Zu den vom Arbeitgeber gewährten Nutzungsleistungen gehört die private Nutzung von Betriebsmitteln, von Informations- und Kommunikationstechnologie, Fahrzeugen usw. Die meisten Varianten sind aus der Mode gekommen, der Firmenwagen indes steht bei den Beschäftigten noch immer hoch im Kurs. Seine Anreizwirkung scheint ungebrochen. Gleichzeitig birgt diese Form des materiellen Anreizes erhebliches Konfliktpotenzial, gerade bei Restrukturierungen oder Fusionen. Beim Zusammenschluss von Kreditinstituten kommt es immer wieder vor, dass das eine Haus Firmenwagenbesitzer hat, das andere jedoch nicht. Diese Unwuchten in der materiellen Anreizgestaltung sind durchaus geeignet, Kooperation und Betriebsklima nachhaltig zu trüben. Daher sind meist rasche und pragmatische Lösungen erforderlich.

Die umstandslose Kündigung von langjährig gewährten Nutzungsrechten verbietet sich aus arbeitsrechtlichen Gründen. Der allenthalben zu findende vorsorgliche Hinweis auf die „Freiwilligkeit und Widerruflichkeit“ dieser Leistungen scheitert exakt an dieser Formulierung, weil derlei kombinierte Vorbehalte gegen das Transparenzgebot § 307 Abs. 1 Satz 2 BGB verstoßen und regelmäßig von den Arbeitsgerichten kassiert werden (vgl. z. B. BAG vom 14.09.2011 – 10 AZR 526/10 und BAG vom 30.07.2008 – 10 AZR 606/07).

Es kommt daher nur eine einvernehmliche Regelung zur Anpassung der KFZ-Richtlinien infrage. Regelmäßig bleiben arbeitsvertraglich verbürgte Besitzstände davon unberührt. Bewährt hat sich eine Regelung, bei der (künftige) Firmenwagenbesitzer die monatliche Leasingrate für das Fahrzeug steuermindernd aus dem Bruttomonatsgehalt bestreiten. Wie bisher sollte sich der vergünstigte Flotteneinkauf positiv auf die Leasingrate auswirken. Die steuerliche Behandlung des Dienstwagens bleibt unverändert.

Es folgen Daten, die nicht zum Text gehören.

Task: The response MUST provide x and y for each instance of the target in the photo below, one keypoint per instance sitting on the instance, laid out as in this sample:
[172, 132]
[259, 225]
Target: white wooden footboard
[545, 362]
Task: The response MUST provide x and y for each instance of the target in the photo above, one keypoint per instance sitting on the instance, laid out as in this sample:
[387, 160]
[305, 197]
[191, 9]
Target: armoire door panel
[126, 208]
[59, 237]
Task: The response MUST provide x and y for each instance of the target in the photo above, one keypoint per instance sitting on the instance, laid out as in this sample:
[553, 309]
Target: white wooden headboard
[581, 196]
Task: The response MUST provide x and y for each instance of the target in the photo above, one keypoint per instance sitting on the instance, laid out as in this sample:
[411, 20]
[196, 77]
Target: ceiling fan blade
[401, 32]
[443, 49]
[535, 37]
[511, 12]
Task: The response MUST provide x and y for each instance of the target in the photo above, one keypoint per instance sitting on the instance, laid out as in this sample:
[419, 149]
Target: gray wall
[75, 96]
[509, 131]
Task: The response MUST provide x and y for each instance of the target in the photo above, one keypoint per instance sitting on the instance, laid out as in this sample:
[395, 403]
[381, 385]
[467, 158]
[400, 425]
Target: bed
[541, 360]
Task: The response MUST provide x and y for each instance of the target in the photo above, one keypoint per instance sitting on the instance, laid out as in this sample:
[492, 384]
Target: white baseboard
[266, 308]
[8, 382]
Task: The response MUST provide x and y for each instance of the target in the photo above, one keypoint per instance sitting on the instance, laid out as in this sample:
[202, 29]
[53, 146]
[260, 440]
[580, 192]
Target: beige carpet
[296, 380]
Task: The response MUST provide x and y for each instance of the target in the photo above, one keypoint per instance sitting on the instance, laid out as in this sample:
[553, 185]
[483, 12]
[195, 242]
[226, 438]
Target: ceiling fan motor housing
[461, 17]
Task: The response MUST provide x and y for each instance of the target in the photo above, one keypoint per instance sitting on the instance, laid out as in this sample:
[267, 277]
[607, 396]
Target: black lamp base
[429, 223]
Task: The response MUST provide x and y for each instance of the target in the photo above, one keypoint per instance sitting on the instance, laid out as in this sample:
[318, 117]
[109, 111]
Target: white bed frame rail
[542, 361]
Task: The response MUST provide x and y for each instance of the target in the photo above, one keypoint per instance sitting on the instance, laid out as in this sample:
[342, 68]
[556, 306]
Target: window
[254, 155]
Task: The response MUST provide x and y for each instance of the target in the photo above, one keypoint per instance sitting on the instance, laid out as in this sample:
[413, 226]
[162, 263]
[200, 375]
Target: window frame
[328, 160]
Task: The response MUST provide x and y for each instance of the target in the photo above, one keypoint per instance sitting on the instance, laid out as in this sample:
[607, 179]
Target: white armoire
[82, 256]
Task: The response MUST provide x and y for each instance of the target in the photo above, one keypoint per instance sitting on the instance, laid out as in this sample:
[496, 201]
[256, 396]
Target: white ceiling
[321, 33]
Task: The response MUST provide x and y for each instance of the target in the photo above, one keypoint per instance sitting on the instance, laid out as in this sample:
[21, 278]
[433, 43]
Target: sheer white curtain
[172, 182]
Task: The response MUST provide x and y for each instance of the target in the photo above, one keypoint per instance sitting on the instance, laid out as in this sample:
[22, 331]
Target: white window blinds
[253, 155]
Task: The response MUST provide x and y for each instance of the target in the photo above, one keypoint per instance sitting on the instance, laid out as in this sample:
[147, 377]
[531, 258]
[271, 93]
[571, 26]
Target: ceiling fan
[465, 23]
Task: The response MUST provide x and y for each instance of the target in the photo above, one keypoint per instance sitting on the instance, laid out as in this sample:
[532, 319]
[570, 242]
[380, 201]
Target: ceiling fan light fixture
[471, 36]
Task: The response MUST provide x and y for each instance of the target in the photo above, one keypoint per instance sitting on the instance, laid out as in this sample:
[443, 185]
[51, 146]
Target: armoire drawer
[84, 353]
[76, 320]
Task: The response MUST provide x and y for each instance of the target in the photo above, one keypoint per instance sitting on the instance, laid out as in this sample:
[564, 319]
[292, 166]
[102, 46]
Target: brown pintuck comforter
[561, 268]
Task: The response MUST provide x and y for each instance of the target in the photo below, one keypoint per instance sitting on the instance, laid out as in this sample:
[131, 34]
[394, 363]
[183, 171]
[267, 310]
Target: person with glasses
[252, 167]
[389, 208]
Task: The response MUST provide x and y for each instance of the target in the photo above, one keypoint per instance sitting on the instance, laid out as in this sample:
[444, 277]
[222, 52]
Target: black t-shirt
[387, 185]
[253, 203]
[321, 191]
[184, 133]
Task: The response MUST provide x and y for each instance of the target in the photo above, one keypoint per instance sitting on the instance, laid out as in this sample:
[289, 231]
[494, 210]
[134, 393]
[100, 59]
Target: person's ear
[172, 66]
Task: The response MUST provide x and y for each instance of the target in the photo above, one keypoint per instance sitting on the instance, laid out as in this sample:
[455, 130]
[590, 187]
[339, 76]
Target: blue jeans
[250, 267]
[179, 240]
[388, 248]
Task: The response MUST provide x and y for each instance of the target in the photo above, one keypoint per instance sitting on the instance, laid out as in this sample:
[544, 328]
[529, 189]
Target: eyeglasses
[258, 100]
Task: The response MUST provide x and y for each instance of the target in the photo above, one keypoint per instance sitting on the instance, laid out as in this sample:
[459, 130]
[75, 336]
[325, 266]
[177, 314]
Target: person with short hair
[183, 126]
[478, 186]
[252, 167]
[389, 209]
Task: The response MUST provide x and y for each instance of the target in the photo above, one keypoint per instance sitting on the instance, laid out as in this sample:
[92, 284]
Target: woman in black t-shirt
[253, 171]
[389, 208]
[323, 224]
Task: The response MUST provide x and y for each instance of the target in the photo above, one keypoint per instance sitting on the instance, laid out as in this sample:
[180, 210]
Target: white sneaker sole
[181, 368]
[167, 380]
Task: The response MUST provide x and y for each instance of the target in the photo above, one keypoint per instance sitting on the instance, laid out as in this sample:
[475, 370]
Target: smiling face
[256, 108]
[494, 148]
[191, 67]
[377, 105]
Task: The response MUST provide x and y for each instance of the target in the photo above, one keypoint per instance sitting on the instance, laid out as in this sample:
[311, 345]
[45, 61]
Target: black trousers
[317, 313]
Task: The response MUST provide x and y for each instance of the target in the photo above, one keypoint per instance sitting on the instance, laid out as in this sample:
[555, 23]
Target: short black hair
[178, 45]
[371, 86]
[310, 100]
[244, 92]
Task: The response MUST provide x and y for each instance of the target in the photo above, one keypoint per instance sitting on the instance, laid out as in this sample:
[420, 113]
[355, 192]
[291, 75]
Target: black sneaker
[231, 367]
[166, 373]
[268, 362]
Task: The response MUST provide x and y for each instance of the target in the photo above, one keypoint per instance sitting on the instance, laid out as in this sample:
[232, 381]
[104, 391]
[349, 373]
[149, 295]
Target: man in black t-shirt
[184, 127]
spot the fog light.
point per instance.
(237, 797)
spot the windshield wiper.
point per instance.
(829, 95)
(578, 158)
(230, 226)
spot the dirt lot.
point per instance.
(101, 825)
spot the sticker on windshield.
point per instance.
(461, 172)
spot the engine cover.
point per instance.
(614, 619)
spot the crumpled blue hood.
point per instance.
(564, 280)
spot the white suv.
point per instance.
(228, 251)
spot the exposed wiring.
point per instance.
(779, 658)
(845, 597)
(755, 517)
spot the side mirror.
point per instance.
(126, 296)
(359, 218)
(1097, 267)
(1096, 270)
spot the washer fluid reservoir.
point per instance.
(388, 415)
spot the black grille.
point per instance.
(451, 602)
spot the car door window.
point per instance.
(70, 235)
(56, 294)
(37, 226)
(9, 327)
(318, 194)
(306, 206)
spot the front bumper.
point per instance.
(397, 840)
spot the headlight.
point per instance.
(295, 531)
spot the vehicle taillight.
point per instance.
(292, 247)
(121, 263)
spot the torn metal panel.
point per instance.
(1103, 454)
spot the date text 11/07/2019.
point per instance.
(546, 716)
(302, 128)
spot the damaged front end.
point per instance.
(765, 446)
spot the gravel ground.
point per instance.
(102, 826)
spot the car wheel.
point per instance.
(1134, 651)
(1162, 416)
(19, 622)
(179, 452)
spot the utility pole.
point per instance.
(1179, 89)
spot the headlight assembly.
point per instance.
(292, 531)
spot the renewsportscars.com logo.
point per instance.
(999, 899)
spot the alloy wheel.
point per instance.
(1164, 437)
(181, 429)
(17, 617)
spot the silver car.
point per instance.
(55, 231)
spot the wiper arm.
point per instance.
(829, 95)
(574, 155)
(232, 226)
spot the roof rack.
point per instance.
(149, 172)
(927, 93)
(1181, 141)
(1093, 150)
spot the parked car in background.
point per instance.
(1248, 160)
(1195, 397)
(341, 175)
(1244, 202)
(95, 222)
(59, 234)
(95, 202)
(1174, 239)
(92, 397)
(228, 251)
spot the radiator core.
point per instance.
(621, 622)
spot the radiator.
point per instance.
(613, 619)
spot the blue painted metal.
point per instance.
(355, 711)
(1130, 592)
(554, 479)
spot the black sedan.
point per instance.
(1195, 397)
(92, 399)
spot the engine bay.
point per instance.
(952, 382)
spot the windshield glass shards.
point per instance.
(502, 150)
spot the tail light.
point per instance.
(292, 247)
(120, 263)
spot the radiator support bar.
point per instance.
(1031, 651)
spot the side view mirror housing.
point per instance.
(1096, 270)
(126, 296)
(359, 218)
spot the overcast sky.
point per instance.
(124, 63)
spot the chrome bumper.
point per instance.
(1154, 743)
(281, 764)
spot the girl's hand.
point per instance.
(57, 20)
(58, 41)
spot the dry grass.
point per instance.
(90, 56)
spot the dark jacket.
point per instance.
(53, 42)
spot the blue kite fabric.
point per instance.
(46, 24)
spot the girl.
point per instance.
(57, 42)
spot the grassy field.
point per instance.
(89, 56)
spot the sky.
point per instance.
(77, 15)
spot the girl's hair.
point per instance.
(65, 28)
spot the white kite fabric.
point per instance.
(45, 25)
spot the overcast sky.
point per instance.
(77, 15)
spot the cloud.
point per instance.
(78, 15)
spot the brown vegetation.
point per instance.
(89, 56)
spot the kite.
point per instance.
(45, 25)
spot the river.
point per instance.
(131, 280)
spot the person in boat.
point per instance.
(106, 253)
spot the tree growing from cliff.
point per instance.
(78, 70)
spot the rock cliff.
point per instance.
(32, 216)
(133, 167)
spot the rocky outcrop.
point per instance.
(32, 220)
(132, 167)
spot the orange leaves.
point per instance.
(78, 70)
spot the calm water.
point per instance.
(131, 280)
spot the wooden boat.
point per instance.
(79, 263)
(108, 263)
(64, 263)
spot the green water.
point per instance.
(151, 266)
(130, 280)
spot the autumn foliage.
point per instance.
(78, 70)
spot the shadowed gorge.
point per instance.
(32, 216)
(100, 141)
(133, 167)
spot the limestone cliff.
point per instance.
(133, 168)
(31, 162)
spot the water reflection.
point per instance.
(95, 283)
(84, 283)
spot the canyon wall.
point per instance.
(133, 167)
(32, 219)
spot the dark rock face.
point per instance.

Attraktiv ist dieses Modell für Arbeitgeber und Arbeitnehmer, weil es nicht auf einen engen Personenkreis beschränkt werden muss. Bislang bestand der häufig aus Führungskräften im Firmenkundenvertrieb. Die Neuregelung lässt es prinzipiell zu, einen deutlich größeren Personenkreis in den Genuss eines Dienstwagens gelangen zu lassen, beispielsweise alle Führungskräfte oder AT-Mitarbeiter („AT-Leasing“). Die Inanspruchnahme kann recht flexibel gehandhabt werden. Folgekosten können durch die Auslagerung an einen spezialisierten Dienstleister (Fuhrparkmanagement) kontrolliert und gesteuert werden. Erfahrungsgemäß trifft eine solche Ausweitung des Firmenwagenmodells bei den Beschäftigten auf hohe Akzeptanz; gleichzeitig können die Kosten durch eine Umverteilung der Lasten reduziert werden.

Fazit

Zusammenfassend lassen sich die folgenden Gestaltungsprinzipien für Vergütungssysteme in Banken und Sparkassen fixieren:

  • Vergütungsbestandteile, die dem Tarifvertrag nicht unterliegen, sollten auch so behandelt werden – also keine tariflichen Steigerungen für Gehaltsbestandteile außerhalb der tariflichen Vergütung.
  • Außertarifliche Vergütungen sollten vollständig außertariflich gefasst werden und keine Bestandteile enthalten, die tariflichen Steigerungen unterliegen: AT-Verträge für AT-Mitarbeiter.
  • Keine variable Vergütung ohne strategisches Zielsystem und Zielvereinbarungssystematik – das Credo lautet: Zusätzliche Vergütung für zusätzliche Leistung. Die InstitutsVergV liefert sinnvolle Parameter.
  • Firmenwagenregelungen sollten so angepasst werden, dass die Mitarbeiter die KFZ-Leasingrate steueroptimal von ihrem Bruttomonatsgehalt bezahlen – dann können auch mehr Beschäftigte in den Genuss eines Firmenwagens kommen.

Basis solcher Initiativen muss stets eine präzise, funktionsspezifische Bestandsaufnahme aller Vergütungsbestandteile sein. Dabei sollten vorbehaltlos alle relevanten Vergütungselemente auf den Prüfstand gebracht werden. Ein Abgleich mit externen Vergütungsstudien und Benchmarks sorgt für eine korrekte Bewertung des Ist-Zustands und des Zielbilds. Alle anschließenden Aktivitäten sollten immer von Fairness und Ausgewogenheit geprägt sein. Wenn Mitarbeiter sich fragen „Cui bono?“, sind die ersten Demotivationseffekte und Produktivitätsverluste bereits eingetreten. Gleichwohl lassen sich Personalkosten nicht nur durch die Stellenreduktion, sondern auch durch die betriebswirtschaftliche Optimierung der Vergütungssysteme senken.